= Convex geometry =

Branch of geometry

In mathematics, convex geometry is the branch of geometry studying convex sets, mainly in Euclidean space. Convex sets occur naturally in many areas: computational geometry, convex analysis, discrete geometry, functional analysis, geometry of numbers, integral geometry, linear programming, probability theory, game theory, etc.

==Classification==
According to the Mathematics Subject Classification MSC2010, the mathematical discipline Convex and Discrete Geometry includes three major branches:
- general convexity
- polytopes and polyhedra
- discrete geometry
(though only portions of the latter two are included in convex geometry).

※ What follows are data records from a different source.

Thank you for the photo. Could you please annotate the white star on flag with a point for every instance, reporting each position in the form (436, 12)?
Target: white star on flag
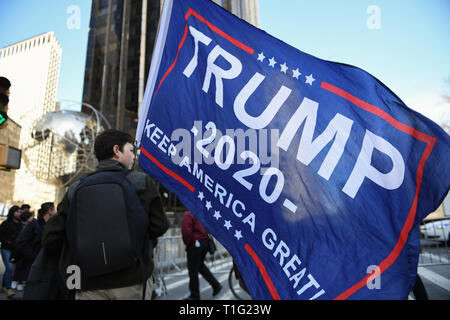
(227, 224)
(261, 56)
(310, 80)
(194, 131)
(217, 215)
(295, 73)
(272, 62)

General convexity is further subdivided as follows:
- axiomatic and generalized convexity
- convex sets without dimension restrictions
- convex sets in topological vector spaces
- convex sets in 2 dimensions (including convex curves)
- convex sets in 3 dimensions (including convex surfaces)
- convex sets in n dimensions (including convex hypersurfaces)
- finite-dimensional Banach spaces
- random convex sets and integral geometry
- asymptotic theory of convex bodies
- approximation by convex sets
- variants of convex sets (star-shaped, (m, n)-convex, etc.)
- Helly-type theorems and geometric transversal theory
- other problems of combinatorial convexity
- length, area, volume
- mixed volumes and related topics
- valuations on convex bodies
- inequalities and extremum problems
- convex functions and convex programs
- spherical and hyperbolic convexity

==Historical note==
Convex geometry is a relatively young mathematical discipline. Although the first known contributions to convex geometry date back to antiquity and can be traced in the works of Euclid and Archimedes, it became an independent branch of mathematics at the turn of the 20th century, mainly due to the works of Hermann Brunn and Hermann Minkowski in dimensions two and three. A big part of their results was soon generalized to spaces of higher dimensions, and in 1934 T. Bonnesen and W. Fenchel gave a comprehensive survey of convex geometry in Euclidean space R^{n}. Further development of convex geometry in the 20th century and its relations to numerous mathematical disciplines are summarized in the Handbook of convex geometry edited by P. M. Gruber and J. M. Wills.